Book by book and poetry reading by poetry reading, Ken Sanders has turned his 17-year-old downtown bookstore into one of Salt Lake City's artistic anchors.

Sanders says that during this time, he's watched every storefront—with the exception of a tire shop and a dry cleaner—on east Broadway flip from business to business as downtown has tried to re-create the vibrancy of other big cities.

Now, out of the recession, with the shadows of cranes arcing across the city's fat streets, the sound of jackhammers in the air, and hip boutiques and bars emerging out of formerly derelict buildings, downtown is at last having its day.

Sanders, 62, has weathered the years to see people once again flooding downtown. But high on his to-do list is shepherding his business—now six employees strong and standing on solid financial ground, he says—to another location to make way for a new development that could spring from his rented space in the next three to four years.

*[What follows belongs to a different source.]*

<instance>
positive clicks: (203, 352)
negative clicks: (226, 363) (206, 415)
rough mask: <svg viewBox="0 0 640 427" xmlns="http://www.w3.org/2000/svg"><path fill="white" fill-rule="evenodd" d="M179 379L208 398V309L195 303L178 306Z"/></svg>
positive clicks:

The white brick building at 268 S. 200 East that houses Ken Sanders Rare Books, and the row of businesses anchored by The Green Ant furniture store that stretches from the north corner of 200 East and 300 South to Edison Street, were recently leased by Ivory Homes, one of Utah's largest house and apartment builders.

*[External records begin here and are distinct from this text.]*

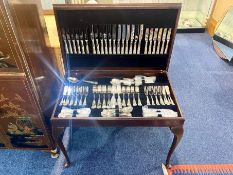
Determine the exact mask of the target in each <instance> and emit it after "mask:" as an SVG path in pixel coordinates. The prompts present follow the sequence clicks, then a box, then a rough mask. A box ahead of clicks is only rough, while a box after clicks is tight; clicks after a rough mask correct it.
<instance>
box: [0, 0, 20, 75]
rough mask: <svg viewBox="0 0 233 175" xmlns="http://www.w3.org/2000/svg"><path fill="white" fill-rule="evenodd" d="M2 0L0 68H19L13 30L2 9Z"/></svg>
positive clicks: (5, 68)
mask: <svg viewBox="0 0 233 175" xmlns="http://www.w3.org/2000/svg"><path fill="white" fill-rule="evenodd" d="M2 3H3V2H0V70H2V69H4V70H5V71H7V70H10V69H12V68H13V69H16V68H19V67H20V65H19V63H18V59H17V57H18V55H17V52H19V50H17V48H15V47H14V46H15V45H14V44H15V43H16V40H15V38H14V36H13V31H12V30H11V29H10V28H9V27H10V23H9V20H8V18H6V17H7V14H6V11H5V10H4V5H3V4H2Z"/></svg>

Sanders says his new landlord has told him he's got at least three years at his current location—maybe many more, depending on the economy, Ivory Home officials say. Far from bitter, Sanders says that building his business has been contingent on receiving below-market rent for the past 17 years—a reality he suspected wouldn't last forever.

"I've known this day would come," he says. "I'm grateful for the 17 years we've had here because we've just stumbled into a really sweetheart deal."

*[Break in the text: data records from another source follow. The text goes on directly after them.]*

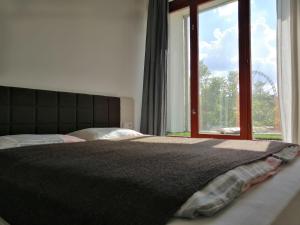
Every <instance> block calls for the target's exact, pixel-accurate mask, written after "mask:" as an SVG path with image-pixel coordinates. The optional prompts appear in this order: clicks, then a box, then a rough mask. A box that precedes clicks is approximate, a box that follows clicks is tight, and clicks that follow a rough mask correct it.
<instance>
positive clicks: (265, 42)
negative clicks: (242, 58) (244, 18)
mask: <svg viewBox="0 0 300 225" xmlns="http://www.w3.org/2000/svg"><path fill="white" fill-rule="evenodd" d="M276 23H277V15H276V0H251V32H252V34H251V39H252V69H253V70H259V71H261V72H263V73H265V74H267V75H268V76H269V77H270V78H271V79H272V80H273V81H274V83H276ZM199 48H200V51H199V54H200V55H199V57H200V60H203V61H204V63H205V64H206V65H207V66H208V67H209V69H210V71H212V72H214V73H216V74H218V73H219V74H222V73H228V71H233V70H238V3H237V2H233V3H229V4H227V5H224V6H221V7H218V8H214V9H210V10H207V11H203V12H201V13H200V14H199Z"/></svg>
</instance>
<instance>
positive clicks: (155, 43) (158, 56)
mask: <svg viewBox="0 0 300 225" xmlns="http://www.w3.org/2000/svg"><path fill="white" fill-rule="evenodd" d="M168 14H169V8H168V0H149V6H148V22H147V38H146V53H145V67H144V84H143V100H142V115H141V132H142V133H144V134H150V135H159V136H161V135H165V132H166V111H167V106H166V101H167V90H166V88H167V49H168Z"/></svg>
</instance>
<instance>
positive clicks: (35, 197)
mask: <svg viewBox="0 0 300 225" xmlns="http://www.w3.org/2000/svg"><path fill="white" fill-rule="evenodd" d="M289 145H290V144H286V143H279V142H256V141H224V140H208V139H183V138H177V139H176V138H159V137H142V138H136V139H132V140H121V141H94V142H86V143H73V144H52V145H42V146H31V147H22V148H15V149H7V150H1V151H0V216H2V217H3V218H4V219H6V220H7V221H8V222H9V223H11V225H164V224H166V223H167V221H168V220H169V219H170V218H171V217H172V215H173V214H174V213H175V212H176V211H177V210H178V208H179V207H180V206H181V205H182V204H183V203H184V202H185V201H186V200H187V199H188V198H189V197H190V196H191V195H192V194H193V193H194V192H195V191H197V190H199V189H200V188H201V187H203V186H204V185H205V184H207V182H209V181H210V180H212V179H213V178H215V177H216V176H218V175H220V174H222V173H224V172H226V171H228V170H230V169H232V168H234V167H236V166H239V165H242V164H245V163H250V162H253V161H255V160H258V159H261V158H264V157H267V156H269V155H270V154H272V153H275V152H278V151H280V150H282V149H283V148H285V147H287V146H289Z"/></svg>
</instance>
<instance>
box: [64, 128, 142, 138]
mask: <svg viewBox="0 0 300 225" xmlns="http://www.w3.org/2000/svg"><path fill="white" fill-rule="evenodd" d="M69 135H72V136H75V137H78V138H81V139H84V140H87V141H93V140H100V139H114V138H121V137H139V136H143V134H141V133H139V132H137V131H135V130H130V129H123V128H87V129H83V130H79V131H75V132H73V133H70V134H69Z"/></svg>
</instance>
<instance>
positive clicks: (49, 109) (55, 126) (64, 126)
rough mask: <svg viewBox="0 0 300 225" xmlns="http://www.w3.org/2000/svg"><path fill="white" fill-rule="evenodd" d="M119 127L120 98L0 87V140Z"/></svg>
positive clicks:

But he hasn't missed the incongruity of the idea that he'll soon be moving the tens of thousands of books he's spent years piling high in his shop while playing an oversize role in making east Broadway the cool, eclectic place it is today.

Sanders' bookstore and other retail shops are pictured in the 35-page pamphlet for a $39 million, 189-unit residential development called Edison Quarter, which will be located on Edison Street (between State Street and 200 East). The promotional materials call the area's businesses "nothing shy of unique, creative and authentic." Of Sanders' store, it says, "This bookshop is as authentic as it gets!"

"I think there's a certain irony there," Sanders says, noting that with commercial real estate going for north of $20 a square foot, he's unlikely to find a downtown location. "I guess by surviving long enough, we've somehow become some sort of iconic institution."

Salt Lake City Councilman Luke Garrott, whose district includes the east Broadway neighborhood, says he was "flabbergasted" to hear that Sanders' bookstore and the other nearby businesses were threatened.

But, Garrott says, without owning their buildings, business owners like Sanders will always be a target for developers. And if zoning ordinances allow for larger development on lots currently occupied by squat mason buildings with leasing tenants, Garrott said the scenario is a "ticking time bomb."

"If you're not careful with the existing neighborhood fabrics, you might destroy the neighborhoods that make our city unique and attractive," he says. "That irony is cruel, and it should be unacceptable."

Aside from attempting to keep a tight grip on zoning, Garrott says there's little the city can do to deter developers from developing. One avenue Garrott would like to explore is creating a loan program to help small-business owners buy their buildings.

In 2013, Salt Lake City's office of economic development issued just over $1 million in loans to small businesses. The largest loan was for $250,000. Garrott says any fund aimed at helping businesses achieve property ownership would have to be substantially larger, with loans in the millions.

Stuart Clason, director of the city's department of economic development, says he, too, would like to see this sort of fund materialize. "We're trying to create something so that there's a larger pool of funding in the million to $2 million range," he says.

Any such fund will be too late for Sanders, who's never owned the bookshop's building.

But he greets the prospect of relocating with an air of inevitability and perhaps relief—the building, he says, is achingly hot in summer and so cold in winter that his employees must wear mittens while restocking shelves.

In mid-July, Sanders sent a newsletter to his patrons informing them that he was looking for new space—4,000 to 6,000 square feet, and preferably below the climbing commercial rates.

The newsletter, he says, was not meant to irk his new landlord or fuel speculation, but to squash rumors that he was going out of business.

"Don't be alarmed by this news; the bookshop is healthy and thriving," Sanders wrote."In many ways, a new homewillenable us to go forward to the next generation."

The fate facing Sanders and his neighbors is likely just a prelude to what's to come for the city's downtown district. In its 2013 report on the state of downtown, the Salt Lake City Downtown Alliance highlighted downtown's record retail sales, which topped $800 million, and gloated over four residential developments that will add 460 new apartments, two new hotels and three new office towers, the largest of which will climb 24 stories into the sky.

No plans have been submitted for the property where Sanders' store currently resides, but Chris Gamvroulas, president of Ivory Development, says it was the "funkiness" of Sanders' store and the other businesses there that attracted his company to the lot.

Gamvroulas says he plans to be sensitive to the businesses' needs when plans do move forward for a development, which he anticipates will have a residential component. To that end, he says, he's met with the tenants, and favorable rents have been stipulated in two- to three year lease agreements to ensure they can keep their doors open.

Gamvroulas says it may well be that the buildings currently occupying the lot are torn down, and that some businesses may be forced to relocate. But other businesses will occupy the new development, just as something else once occupied the building that currently houses Sanders' books and The Green Ant's furniture.

This cyclical process, Gamvroulas says, is the nature of a living city.

"Just because something moves there doesn't mean everything has to be static for them," Gamvroulas says. "Life isn't static, and cities aren't static; something went away for them to create their opportunity."